In einem Interview mit der „Frankfurter Allgemeinen Zeitung“ hat sich der Chef der französischen rechtsnationalen Partei Rassemblement National (RN), Jordan Bardella, scharf von der AfD distanziert. Bardella erklärte, dass die AfD mittlerweile von einem radikalen Flügel beherrscht werde und einen EU-Austritt fordere. Dies sei mit den Grundsätzen seiner eigenen Partei unvereinbar.

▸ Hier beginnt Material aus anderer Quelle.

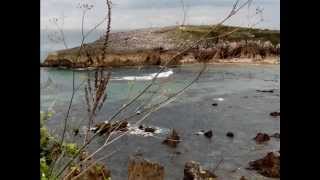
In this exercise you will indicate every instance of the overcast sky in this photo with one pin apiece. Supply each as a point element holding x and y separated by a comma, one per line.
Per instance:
<point>133,14</point>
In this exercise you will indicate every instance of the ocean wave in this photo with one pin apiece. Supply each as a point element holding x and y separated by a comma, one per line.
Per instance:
<point>146,77</point>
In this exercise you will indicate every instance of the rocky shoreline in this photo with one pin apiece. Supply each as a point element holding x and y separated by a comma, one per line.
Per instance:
<point>156,46</point>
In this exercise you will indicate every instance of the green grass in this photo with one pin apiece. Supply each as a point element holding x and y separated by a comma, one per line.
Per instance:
<point>196,32</point>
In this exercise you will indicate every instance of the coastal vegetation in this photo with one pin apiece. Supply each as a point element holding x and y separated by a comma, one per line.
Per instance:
<point>62,158</point>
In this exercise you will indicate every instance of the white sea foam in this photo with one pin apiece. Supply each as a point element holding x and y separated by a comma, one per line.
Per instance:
<point>146,77</point>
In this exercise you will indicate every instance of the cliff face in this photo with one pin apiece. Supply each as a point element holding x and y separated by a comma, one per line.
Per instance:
<point>157,46</point>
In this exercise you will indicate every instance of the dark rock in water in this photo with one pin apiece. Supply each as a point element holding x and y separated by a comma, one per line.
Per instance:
<point>172,140</point>
<point>262,137</point>
<point>268,166</point>
<point>75,131</point>
<point>109,127</point>
<point>275,114</point>
<point>141,127</point>
<point>149,129</point>
<point>214,104</point>
<point>193,171</point>
<point>243,178</point>
<point>230,134</point>
<point>208,134</point>
<point>141,169</point>
<point>276,135</point>
<point>266,91</point>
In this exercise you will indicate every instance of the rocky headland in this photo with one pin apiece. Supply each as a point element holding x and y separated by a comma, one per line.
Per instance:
<point>156,46</point>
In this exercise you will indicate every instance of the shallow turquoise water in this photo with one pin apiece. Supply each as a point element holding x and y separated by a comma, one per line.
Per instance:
<point>242,110</point>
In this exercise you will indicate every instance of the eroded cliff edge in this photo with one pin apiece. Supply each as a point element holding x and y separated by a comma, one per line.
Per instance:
<point>155,46</point>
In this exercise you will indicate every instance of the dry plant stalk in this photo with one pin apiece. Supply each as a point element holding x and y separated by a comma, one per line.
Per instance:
<point>98,101</point>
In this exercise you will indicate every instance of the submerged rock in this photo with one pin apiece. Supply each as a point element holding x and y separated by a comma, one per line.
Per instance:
<point>276,135</point>
<point>261,138</point>
<point>268,166</point>
<point>193,171</point>
<point>141,169</point>
<point>230,134</point>
<point>173,139</point>
<point>109,127</point>
<point>208,134</point>
<point>275,114</point>
<point>150,129</point>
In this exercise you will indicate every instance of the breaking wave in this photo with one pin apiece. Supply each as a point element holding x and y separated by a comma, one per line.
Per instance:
<point>146,77</point>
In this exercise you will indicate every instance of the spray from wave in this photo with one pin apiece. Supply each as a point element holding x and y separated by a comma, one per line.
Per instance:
<point>146,77</point>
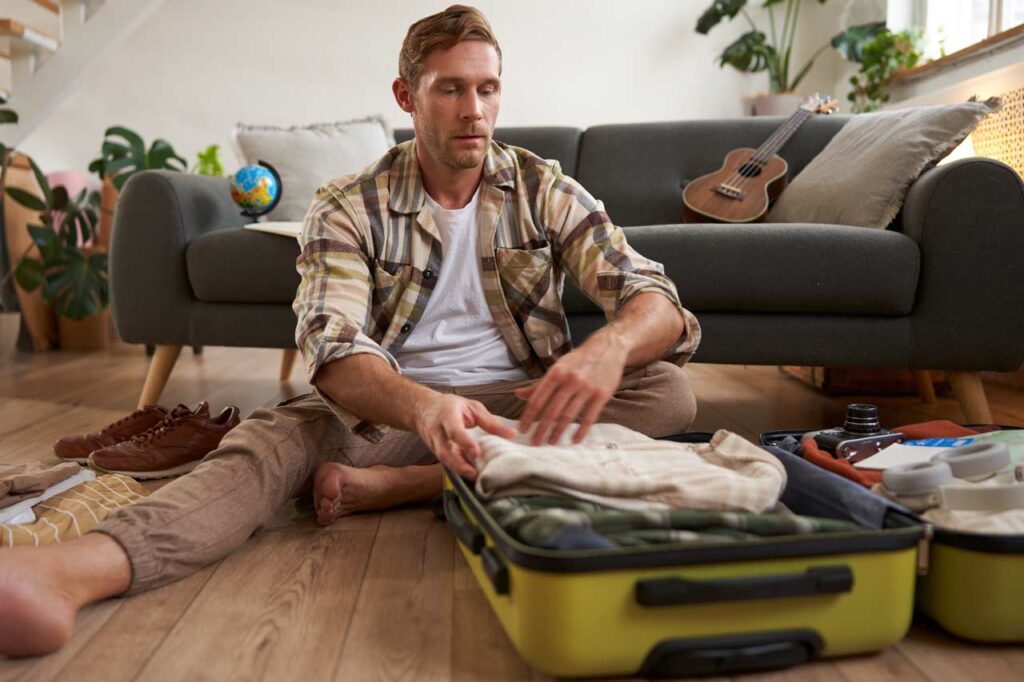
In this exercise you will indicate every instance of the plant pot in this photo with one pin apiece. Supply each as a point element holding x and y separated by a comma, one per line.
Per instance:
<point>89,334</point>
<point>38,315</point>
<point>10,326</point>
<point>782,103</point>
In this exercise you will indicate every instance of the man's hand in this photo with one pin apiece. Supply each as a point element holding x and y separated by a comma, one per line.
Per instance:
<point>442,425</point>
<point>581,382</point>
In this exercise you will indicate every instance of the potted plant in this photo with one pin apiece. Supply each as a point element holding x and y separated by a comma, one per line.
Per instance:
<point>124,154</point>
<point>753,52</point>
<point>208,162</point>
<point>882,55</point>
<point>71,270</point>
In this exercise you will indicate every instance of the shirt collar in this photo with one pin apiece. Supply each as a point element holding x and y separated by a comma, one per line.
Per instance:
<point>406,194</point>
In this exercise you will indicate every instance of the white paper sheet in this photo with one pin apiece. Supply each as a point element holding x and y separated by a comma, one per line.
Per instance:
<point>898,454</point>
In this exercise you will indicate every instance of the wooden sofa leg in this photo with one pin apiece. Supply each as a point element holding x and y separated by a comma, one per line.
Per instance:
<point>971,395</point>
<point>925,387</point>
<point>287,363</point>
<point>160,369</point>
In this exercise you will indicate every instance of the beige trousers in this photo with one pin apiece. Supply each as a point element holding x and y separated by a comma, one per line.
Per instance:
<point>272,455</point>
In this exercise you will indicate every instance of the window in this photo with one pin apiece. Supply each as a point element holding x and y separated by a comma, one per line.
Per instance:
<point>952,25</point>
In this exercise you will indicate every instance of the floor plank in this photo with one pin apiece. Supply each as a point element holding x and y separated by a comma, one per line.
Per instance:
<point>276,609</point>
<point>401,628</point>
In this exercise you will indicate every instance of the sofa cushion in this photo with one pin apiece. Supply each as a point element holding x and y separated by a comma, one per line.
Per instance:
<point>766,267</point>
<point>308,156</point>
<point>798,268</point>
<point>239,265</point>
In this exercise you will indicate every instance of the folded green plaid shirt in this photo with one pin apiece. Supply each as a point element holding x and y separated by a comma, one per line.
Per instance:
<point>371,254</point>
<point>538,520</point>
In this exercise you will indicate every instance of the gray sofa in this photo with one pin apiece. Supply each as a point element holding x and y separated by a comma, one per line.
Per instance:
<point>940,289</point>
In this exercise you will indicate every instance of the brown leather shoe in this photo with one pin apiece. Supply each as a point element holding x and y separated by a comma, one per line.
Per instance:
<point>173,446</point>
<point>78,448</point>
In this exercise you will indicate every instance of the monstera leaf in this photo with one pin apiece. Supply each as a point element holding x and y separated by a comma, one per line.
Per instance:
<point>850,43</point>
<point>74,281</point>
<point>124,155</point>
<point>750,52</point>
<point>719,10</point>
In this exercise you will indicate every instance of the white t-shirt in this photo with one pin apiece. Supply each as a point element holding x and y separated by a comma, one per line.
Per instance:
<point>457,341</point>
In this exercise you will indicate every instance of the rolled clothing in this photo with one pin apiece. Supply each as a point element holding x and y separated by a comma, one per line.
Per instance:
<point>19,481</point>
<point>622,468</point>
<point>562,523</point>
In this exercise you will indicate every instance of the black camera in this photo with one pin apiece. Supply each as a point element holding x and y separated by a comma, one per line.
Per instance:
<point>859,437</point>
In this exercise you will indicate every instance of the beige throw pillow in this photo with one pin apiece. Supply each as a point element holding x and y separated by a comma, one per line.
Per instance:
<point>308,156</point>
<point>862,175</point>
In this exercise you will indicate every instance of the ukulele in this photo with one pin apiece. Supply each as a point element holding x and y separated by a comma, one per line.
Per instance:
<point>750,179</point>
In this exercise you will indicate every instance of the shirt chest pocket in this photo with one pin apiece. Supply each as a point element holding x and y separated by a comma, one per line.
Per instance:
<point>391,281</point>
<point>528,281</point>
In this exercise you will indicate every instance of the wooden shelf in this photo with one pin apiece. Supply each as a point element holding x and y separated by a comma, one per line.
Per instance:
<point>1013,35</point>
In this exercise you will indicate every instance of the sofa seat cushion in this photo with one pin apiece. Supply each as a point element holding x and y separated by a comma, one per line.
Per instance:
<point>765,267</point>
<point>241,265</point>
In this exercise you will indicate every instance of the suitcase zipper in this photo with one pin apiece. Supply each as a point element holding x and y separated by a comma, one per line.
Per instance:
<point>924,545</point>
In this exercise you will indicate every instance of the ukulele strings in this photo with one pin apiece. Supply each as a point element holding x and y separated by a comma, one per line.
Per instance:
<point>765,152</point>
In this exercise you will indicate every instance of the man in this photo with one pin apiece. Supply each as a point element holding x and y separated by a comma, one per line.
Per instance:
<point>429,303</point>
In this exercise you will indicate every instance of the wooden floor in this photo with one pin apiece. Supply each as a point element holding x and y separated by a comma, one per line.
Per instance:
<point>376,596</point>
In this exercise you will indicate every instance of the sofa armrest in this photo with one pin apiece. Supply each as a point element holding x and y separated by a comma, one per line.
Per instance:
<point>158,214</point>
<point>968,219</point>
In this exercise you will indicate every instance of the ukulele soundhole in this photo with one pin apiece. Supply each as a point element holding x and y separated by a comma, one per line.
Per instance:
<point>751,169</point>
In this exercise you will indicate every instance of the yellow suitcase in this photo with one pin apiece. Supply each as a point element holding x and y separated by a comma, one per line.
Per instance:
<point>675,610</point>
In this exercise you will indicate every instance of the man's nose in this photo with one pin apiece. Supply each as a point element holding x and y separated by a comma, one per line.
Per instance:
<point>471,107</point>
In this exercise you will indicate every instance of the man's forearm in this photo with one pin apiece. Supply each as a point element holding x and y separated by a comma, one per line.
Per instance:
<point>367,386</point>
<point>646,328</point>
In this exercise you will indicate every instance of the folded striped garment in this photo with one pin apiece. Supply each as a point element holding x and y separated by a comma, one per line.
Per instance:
<point>622,468</point>
<point>73,513</point>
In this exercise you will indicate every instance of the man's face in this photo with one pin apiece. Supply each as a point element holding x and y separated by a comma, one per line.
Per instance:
<point>456,103</point>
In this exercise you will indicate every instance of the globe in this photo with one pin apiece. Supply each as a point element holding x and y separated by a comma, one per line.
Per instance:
<point>256,189</point>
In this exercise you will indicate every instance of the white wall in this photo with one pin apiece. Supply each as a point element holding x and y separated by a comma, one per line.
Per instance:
<point>198,67</point>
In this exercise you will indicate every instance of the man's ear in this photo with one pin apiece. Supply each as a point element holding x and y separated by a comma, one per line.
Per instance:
<point>402,94</point>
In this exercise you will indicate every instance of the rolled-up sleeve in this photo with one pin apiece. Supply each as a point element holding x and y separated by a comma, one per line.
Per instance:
<point>595,255</point>
<point>333,298</point>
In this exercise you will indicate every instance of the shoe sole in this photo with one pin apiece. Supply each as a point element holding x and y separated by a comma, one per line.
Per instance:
<point>147,475</point>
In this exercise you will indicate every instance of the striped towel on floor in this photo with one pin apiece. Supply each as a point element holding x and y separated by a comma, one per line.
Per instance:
<point>73,513</point>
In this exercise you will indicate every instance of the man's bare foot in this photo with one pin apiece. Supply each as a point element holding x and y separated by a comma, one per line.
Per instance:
<point>38,610</point>
<point>41,590</point>
<point>340,491</point>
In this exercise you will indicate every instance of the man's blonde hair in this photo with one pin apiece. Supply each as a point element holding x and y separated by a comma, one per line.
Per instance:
<point>441,31</point>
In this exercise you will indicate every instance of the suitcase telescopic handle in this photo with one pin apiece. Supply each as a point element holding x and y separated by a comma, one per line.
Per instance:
<point>467,534</point>
<point>676,591</point>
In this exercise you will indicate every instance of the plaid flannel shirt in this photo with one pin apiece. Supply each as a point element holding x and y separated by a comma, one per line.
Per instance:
<point>371,254</point>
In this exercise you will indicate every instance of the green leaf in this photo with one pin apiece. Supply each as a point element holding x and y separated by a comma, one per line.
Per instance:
<point>850,43</point>
<point>719,10</point>
<point>750,53</point>
<point>27,199</point>
<point>30,273</point>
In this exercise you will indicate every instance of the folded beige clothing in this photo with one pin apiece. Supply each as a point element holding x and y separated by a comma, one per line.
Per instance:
<point>18,481</point>
<point>74,512</point>
<point>619,467</point>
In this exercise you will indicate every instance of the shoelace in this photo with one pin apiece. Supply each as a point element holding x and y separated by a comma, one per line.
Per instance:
<point>123,420</point>
<point>174,418</point>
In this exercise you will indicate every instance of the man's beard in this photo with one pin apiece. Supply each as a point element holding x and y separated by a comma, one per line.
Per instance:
<point>443,148</point>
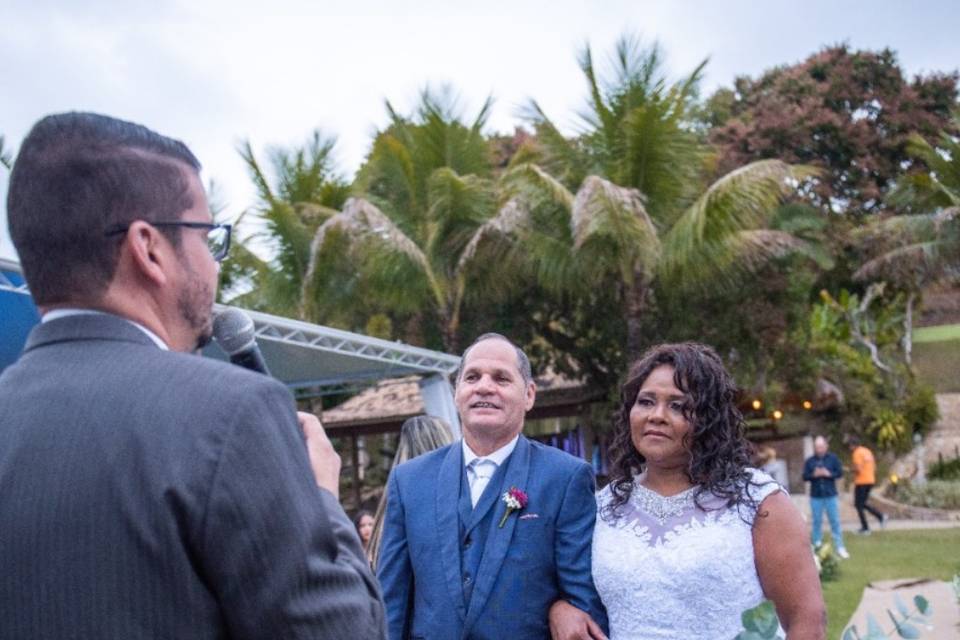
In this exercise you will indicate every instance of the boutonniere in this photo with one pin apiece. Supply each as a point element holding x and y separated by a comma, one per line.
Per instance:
<point>515,499</point>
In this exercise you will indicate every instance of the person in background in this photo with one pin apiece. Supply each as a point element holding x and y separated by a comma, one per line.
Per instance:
<point>482,536</point>
<point>418,435</point>
<point>822,470</point>
<point>864,477</point>
<point>364,524</point>
<point>688,536</point>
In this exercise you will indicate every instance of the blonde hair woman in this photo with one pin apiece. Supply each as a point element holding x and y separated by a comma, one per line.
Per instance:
<point>418,435</point>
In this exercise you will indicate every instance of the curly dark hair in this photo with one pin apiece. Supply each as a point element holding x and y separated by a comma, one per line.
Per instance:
<point>719,452</point>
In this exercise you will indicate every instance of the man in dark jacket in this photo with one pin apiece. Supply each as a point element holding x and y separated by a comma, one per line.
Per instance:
<point>821,470</point>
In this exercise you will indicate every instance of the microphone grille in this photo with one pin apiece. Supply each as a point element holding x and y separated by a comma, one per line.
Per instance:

Zudem lobte er die Migrationspolitik von Bundeskanzler Friedrich Merz.

Herr Bardella sollte zuerst einmal Präsident werden, anstatt Friedrich Merz um den Hals zu fallen, reagierte der Co-Vorsitzende der AfD, Tino Chrupalla, prompt auf die Annäherungsversuche des Franzosen.

Laut AfD-Co-Chefin Alice Weidel hoffe der RN-Chef lediglich auf politische Vorteile durch seine Distanzierung von der AfD.

Im Gegensatz zur AfD bewegte sich der RN in den letzten Jahren zunehmend zur Mitte des politischen Spektrums, während die deutsche Partei weiterhin rechtsextreme Positionen in ihren eigenen Reihen duldet.

Sogar die ehemalige Parteichefin Marine Le Pen schloss früher ihren eigenen Vater aufgrund seiner inakzeptablen Aussagen aus der Partei aus. Diese Taktik erwies sich als erfolgreiche Strategie, um Abstand zum Rechtsextremismus zu wahren: Der RN führt derzeit in den Meinungsumfragen.